Why Build a Custom Connector?

While Omni includes connectors for popular platforms (Google Workspace, Slack, Atlassian, HubSpot), you may need to integrate:
  • Internal systems — Databases, wikis, or custom applications
  • Niche SaaS tools — Industry-specific platforms not yet supported
  • Proprietary data sources — File formats or APIs unique to your organization
  • Legacy systems — Older systems with custom APIs

SDK Features

Both SDKs provide the same core capabilities:
FeatureDescription
Connector Base ClassAbstract base with sync lifecycle management
Sync ContextUtilities for emitting documents and tracking progress
Content StorageStore document content for indexing
SDK ClientCommunication with the connector-manager service
HTTP ServerBuilt-in server exposing standard connector endpoints
Data ModelsType-safe models for documents, events, and metadata

Available SDKs

Python SDK

Build connectors in Python with FastAPI

TypeScript SDK

Build connectors in TypeScript with Express

Rust SDK

Build connectors in Rust with Axum (omni-connector-sdk crate at sdk/rust/)
All three SDKs are functionally equivalent. Choose the language your team is most comfortable with. The Rust SDK doesn’t yet have a dedicated doc page — the built-in google, slack, atlassian, imap, nextcloud, fireflies, filesystem, and web connectors are all built against it and serve as the canonical reference.
The SDKs are not published to PyPI or npm.

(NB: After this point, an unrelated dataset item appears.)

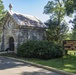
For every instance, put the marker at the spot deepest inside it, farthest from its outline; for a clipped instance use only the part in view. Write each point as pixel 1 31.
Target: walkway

All connector development happens inside the Omni monorepo, with the SDK consumed as a local path dependency ({ path = "../../sdk/python" } for Python, "file:../../sdk/typescript" for TypeScript). To build a connector, clone omni and add a new directory under connectors/. This keeps connectors and the SDK versioned together, so you never have to chase a mismatched release.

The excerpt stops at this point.